Sou professor efetivo da instituição há 33 anos e tive a oportunidade de atuar também como gestor escolar por oito anos. Ao longo desse tempo, acompanhei diversas mudanças educacionais, políticas públicas e transformações sociais que impactaram diretamente o cotidiano da escola.
No dia 30 de março, durante uma reunião com pais e responsáveis, a atual direção da escola apresentou uma consulta à comunidade sobre a possibilidade de implantação do modelo cívico-militar na unidade. A iniciativa gerou diferentes opiniões entre famílias, professores e membros da comunidade escolar.
Em Santa Catarina, o programa de escolas cívico-militares vem sendo ampliado pelo governo estadual nos últimos anos. Atualmente, diversas unidades já adotam esse modelo, que se caracteriza por uma gestão compartilhada entre profissionais da educação e militares da reserva.
Nesse formato, a gestão pedagógica permanece sob responsabilidade dos educadores, enquanto militares atuam principalmente em áreas relacionadas à organização, disciplina, apoio à gestão e desenvolvimento de atividades voltadas ao civismo.
Defensores do modelo afirmam que ele pode contribuir para melhorar o ambiente escolar, fortalecendo valores como respeito, responsabilidade e organização. Em algumas experiências no Brasil, também são citadas melhorias na convivência escolar e na redução de episódios de indisciplina.
Por outro lado, críticos do modelo apontam que a principal missão da escola é pedagógica e que o foco das políticas públicas deveria estar prioritariamente no fortalecimento da formação de professores, na melhoria da infraestrutura das escolas e no investimento direto no processo de ensino e aprendizagem.
O que são escolas cívico-militares?
Em Santa Catarina, o programa estadual de escolas cívico-militares foi criado em 2023 por decreto do governo estadual.
Atualmente, o estado possui cerca de 15 escolas nesse modelo, atendendo mais de 10 mil estudantes, e a previsão é chegar a 17 unidades até o final de 2025.

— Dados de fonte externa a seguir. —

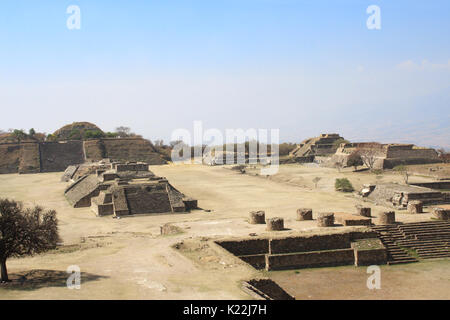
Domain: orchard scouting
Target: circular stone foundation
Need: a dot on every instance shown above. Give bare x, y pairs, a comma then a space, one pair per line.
364, 212
415, 207
387, 217
304, 214
325, 219
257, 217
441, 213
275, 224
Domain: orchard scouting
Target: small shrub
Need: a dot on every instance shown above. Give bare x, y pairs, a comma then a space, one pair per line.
343, 185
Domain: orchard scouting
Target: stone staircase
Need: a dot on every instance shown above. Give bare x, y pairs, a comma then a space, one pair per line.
427, 239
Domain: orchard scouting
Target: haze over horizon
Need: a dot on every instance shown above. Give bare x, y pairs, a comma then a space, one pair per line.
304, 67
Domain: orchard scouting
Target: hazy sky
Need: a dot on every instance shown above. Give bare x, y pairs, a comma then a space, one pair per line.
305, 67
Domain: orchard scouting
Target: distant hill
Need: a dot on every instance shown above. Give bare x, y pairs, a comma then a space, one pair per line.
78, 131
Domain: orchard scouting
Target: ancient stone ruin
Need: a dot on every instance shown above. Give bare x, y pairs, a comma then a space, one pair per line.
126, 189
325, 219
399, 196
387, 217
55, 156
323, 145
387, 156
275, 224
428, 240
336, 248
304, 214
257, 217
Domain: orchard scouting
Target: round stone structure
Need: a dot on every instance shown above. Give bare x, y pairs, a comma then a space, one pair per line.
387, 217
304, 214
257, 217
325, 219
415, 206
275, 224
364, 211
441, 213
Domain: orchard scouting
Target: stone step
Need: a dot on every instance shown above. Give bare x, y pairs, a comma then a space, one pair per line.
434, 255
401, 261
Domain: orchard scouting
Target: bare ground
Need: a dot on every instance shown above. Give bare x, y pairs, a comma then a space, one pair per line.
128, 259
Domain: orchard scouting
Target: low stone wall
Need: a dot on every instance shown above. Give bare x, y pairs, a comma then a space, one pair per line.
326, 258
370, 257
439, 185
312, 243
257, 261
265, 289
369, 252
57, 156
10, 155
30, 158
242, 247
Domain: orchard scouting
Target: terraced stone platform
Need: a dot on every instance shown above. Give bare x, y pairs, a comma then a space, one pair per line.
409, 242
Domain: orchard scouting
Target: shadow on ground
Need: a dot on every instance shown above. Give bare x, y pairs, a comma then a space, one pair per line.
36, 279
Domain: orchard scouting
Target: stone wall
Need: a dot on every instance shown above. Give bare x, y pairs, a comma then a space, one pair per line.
10, 157
57, 156
30, 158
148, 199
440, 185
312, 243
94, 150
242, 247
132, 149
306, 251
325, 258
33, 157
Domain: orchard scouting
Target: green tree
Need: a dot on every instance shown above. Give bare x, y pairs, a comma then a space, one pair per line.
343, 185
25, 232
355, 160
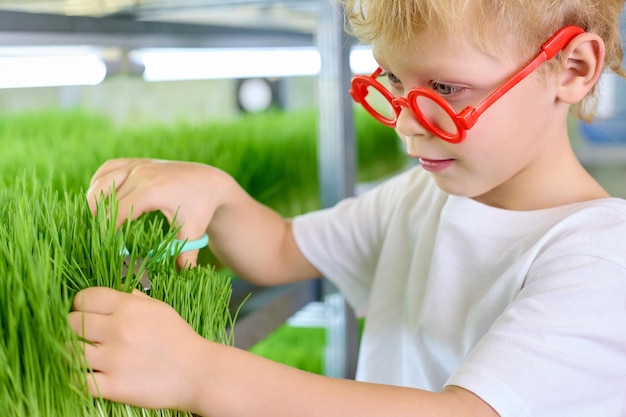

Nesse modelo, a escola passa a ter gestão compartilhada:
- A gestão pedagógica continua com professores e direção escolar
- Militares da reserva ou da ativa atuam na disciplina, organização e segurança
Segundo o governo, os militares atuam para reduzir violência, evasão escolar e indisciplina, promovendo valores como civismo, respeito e cooperação.
De onde vêm os recursos?
Uma questão que quase nunca aparece no debate é o custo do modelo.
As escolas cívico-militares recebem recursos do próprio Governo do Estado, que paga:
- estrutura e adaptações da escola
- pagamento dos militares que atuam na unidade
- projetos ligados à segurança e disciplina
Ou seja: é dinheiro público da educação estadual.
Alguns levantamentos apontam que o investimento em escolas desse modelo pode ser maior do que nas escolas estaduais comuns, o que levanta outra pergunta importante:
por que não investir esse mesmo dinheiro diretamente em professores, infraestrutura, laboratórios e formação pedagógica?
Um debate que precisa ser feito :
O que me preocupa não é discutir a escola cívico-militar.
O que me preocupa é como esse debate é feito.
Será que os pais receberam todas as informações?
Será que sabem:
- quem realmente decide a implantação?
- quais mudanças ocorrerão no cotidiano da escola?
- qual será o papel dos militares dentro da unidade?
- quais os impactos pedagógicos de longo prazo?
Porque uma escola não muda apenas seu uniforme.
Ela muda sua identidade.
E a EEB Annes Gualberto tem uma história construída por professores, alunos e pela comunidade de São Francisco do Sul.